For my friends along the Camino, Manuela and Paco, it’s normal to take an American they’ve only known for a few days and sit with her at the medic.
It’s normal for them to be concerned and encourage me to seek help for my blisters.
It’s normal to wait in a hot, stifling waiting room.
It’s normal to translate from Spanish to English for me so I can understand the care needed for my feet.
It’s normal to keep talking with me and get me laughing to forget about the pain.
It’s normal to walk 6 km during the heat of the day since the visit with the medic took longer than expected.
Manuela says to me, “We all go to Santiago together.”
This is normal. This is normal along the Way. Normal for a community that is bound only by the chance encounter that we’re all walking towards Santiago. This is normal. This is hospitality. This is grace.
This is a normal I’d like to remember.
June 21, 2018 – Far from Normal
This type of normal seems so far off some days. I hear the news and feel discouraged. I wonder how it can be our normal to live with such violence on a day-to-day basis. I wonder why it’s normal to no longer be surprised by what we hear.
It should not be normal to fear what school safety will be like for my children.
It should not be normal to wonder about the real possibility of nuclear war.
It should not be normal to see families torn apart.
It should not be normal to have such divisiveness in our government.
And the longer I think about what has become our new normal, I fall farther and farther away from the normal I experienced on the Camino.

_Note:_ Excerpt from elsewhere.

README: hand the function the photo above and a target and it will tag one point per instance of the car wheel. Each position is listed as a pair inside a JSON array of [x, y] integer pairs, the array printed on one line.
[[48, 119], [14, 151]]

I desperately want to see hope. I want to see the glimmers of a different way of living — one free from fear. Yet on some days the glimmer feels so far away…until I remember my friends from the Camino.
My friends from the Camino, two Spaniards, didn’t have to help me. We barely knew each other. We barely communicated with words, each only able to speak in our native tongue. Over and over during the days I walked with them I kept telling them, “You can go on ahead of me. You don’t have to help me. I’ll be fine.”
The truth was, however, I needed them.
I needed their support. I needed their compassion. I needed their companionship. And all I could think about was how little they needed me. I slowed them down. I extended their journey. I tried not to whine but my feet hurt. Why in the world did these newfound friends help me?
Because it’s normal.
Because that’s the way of The Way.
A way dependent on not what we have to offer but for who we are — fellow travelers in this world. My friends helped me to let go. To be present. To accept help. To accept grace.
To really believe what I proclaimed about God’s grace — to believe it enough to know it was for me, too.
That grace is the way — for all of us.
Following this grace along the way looks like welcoming strangers to our tables.
Following this grace along the way smells like fresh baked bread given to someone just because.
Following this grace along the way tastes like a summer tomato shared with another.
Following this grace feels like an outstretched hand reaching out to us. Over and over again.
Following this grace along the way looks like the life of Jesus — one of selfless giving, one of love for the outcast, one of expanding tables and food for all, one of bread and wine overflowing, one of grace upon grace.
This is the normal I’d like to show my kids.
This is the normal that lies within us all.
This is the normal that says to us: We are all in this together.